Recipes for a Lifetime of Beautiful Cooking by Danielle Alvarez with Libby Travers

A book that’s close to all our hearts, Danielle Alvarez being a friend of the guide; having mostly recently hosted a Master of Senses experience with Miele Australia at the Winning Appliances demonstration kitchen; and announcing our two star recipient restaurants at this year’s awards. But there’s no favours given here; it’s a book that seems to capture everyone who picks it up. Speaking to Danielle or Libby, they’ll tell you about their friendship which comes through in the pages of the book, and perhaps they’ll mention at least once that the title could be considered a little grand. But it is a book that will last you a lifetime, and possibly even a book that you’ll pass on to a new generation in years to come. It’s classic yet approachable, with no air of “currently trending” about it.

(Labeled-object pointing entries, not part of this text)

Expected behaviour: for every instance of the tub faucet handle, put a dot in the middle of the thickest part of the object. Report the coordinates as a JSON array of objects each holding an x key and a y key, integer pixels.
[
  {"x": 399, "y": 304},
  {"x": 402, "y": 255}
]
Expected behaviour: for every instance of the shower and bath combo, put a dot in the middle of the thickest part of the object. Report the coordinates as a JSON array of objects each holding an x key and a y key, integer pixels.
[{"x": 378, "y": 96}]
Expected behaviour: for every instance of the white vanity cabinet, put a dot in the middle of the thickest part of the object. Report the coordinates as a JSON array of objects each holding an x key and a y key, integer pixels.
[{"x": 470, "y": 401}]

Choosing one dish to highlight is difficult so we’ll go with the less obvious, a sardine katsu sandwich with curry mayo and lime. And, just squeezing into the final pages of the book, Danielle’s closer on how to cook an octopus is worth the cover price alone.

Sweet Enough by Alison Roman

If you loved Nothing Fancy or Roman’s regular “Home Movies”, then you’ll doubtless be all over Sweet Enough. The Brooklyn based writer, presenter and now shop keeper has cultivated a legion of fans by crafting recipes for the home that could sit on a menu at your favourite wine bar. Casual, flavour packed, and repeatable. Her latest is dubbed as “Desserts for People Who Don’t Do Dessert”. I put myself firmly into that category but Sweet Enough is a game changer for me, and incidentally feels strangely Australian in its outlook. I will never not want to make Bonnie’s Pineapple Upside-Down Cake.

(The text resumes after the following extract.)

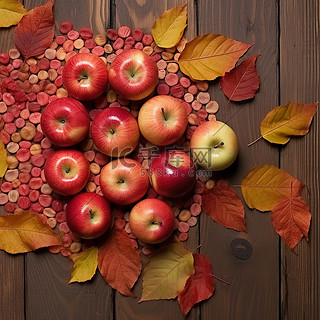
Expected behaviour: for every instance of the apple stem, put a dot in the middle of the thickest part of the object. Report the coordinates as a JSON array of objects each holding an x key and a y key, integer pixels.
[
  {"x": 164, "y": 116},
  {"x": 219, "y": 144}
]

Fish Butchery by Josh Niland

What to say about Josh Niland that hasn’t already been said? Fish-savant, waste warrior, and James Beard Book of the Year winner, he’s changed the way that many Australian chefs look at our ocean catch, and increasingly the outlook of chefs globally. One reason that we’ll be sending our Austral Young Chef of the Sea, Yu Hung Cheng to work briefly with Niland in Sydney. Over the course of three books Niland’s scale to tail philosophy is now also becoming embedded in the home kitchen. His latest work Fish Butchery, is heavy on the skills that he employs in his own ground-breaking fish butchery. Perfect for not just the home cook who buys whole fish but also recreational fishers.

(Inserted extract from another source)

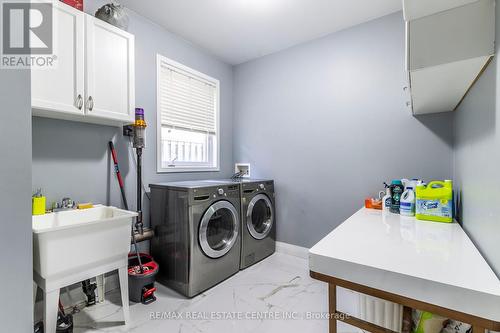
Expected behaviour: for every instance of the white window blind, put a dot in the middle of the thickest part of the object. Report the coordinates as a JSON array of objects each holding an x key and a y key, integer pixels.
[{"x": 186, "y": 100}]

Ester by Mat Lindsay with Pat Nourse

Restaurant cookbooks are a funny beast; sometimes very much coffee table dwellers and a reminder of meals past, or so cheffy in their outlook that they’re unusable without a heavily stocked pantry and a term at Le Corden Bleu. Ester skirts the line. It is, if Instagram is anything to go by, already a chef favourite. Much the same could be said of the restaurant of the same name. A few chefs have told me that it’s a book that’s sparked many new ideas. Not that they’ll lift them wholesale, more they’ll take it somewhere else. The power and beauty of good books. But home cooks aren’t ruled out. Simple dishes like pickled mussels would work well while entertaining or as they suggest on toast. In fact, the section titled “things to put on toast” is a five-word book pitch in itself.

Rumi by Joseph Abboud

An unassuming book, primed for kitchen service. You could also say it is a restaurant book, modelled on the Lebanese eatery that Abboud has owned for over 16 years in Melbourne’s Brunswick East. Amongst its pages, a perhaps definitive shakshuka, and Rumi meatballs. Both could become a staple of your kitchen. There’s also the quail that Anthony Bourdain ate when he visited with Matt Preston back in the day. We’re all very well acquainted with Middle Eastern food, and you may wonder if you need another book with its lens on the region. The answer is yes, you do.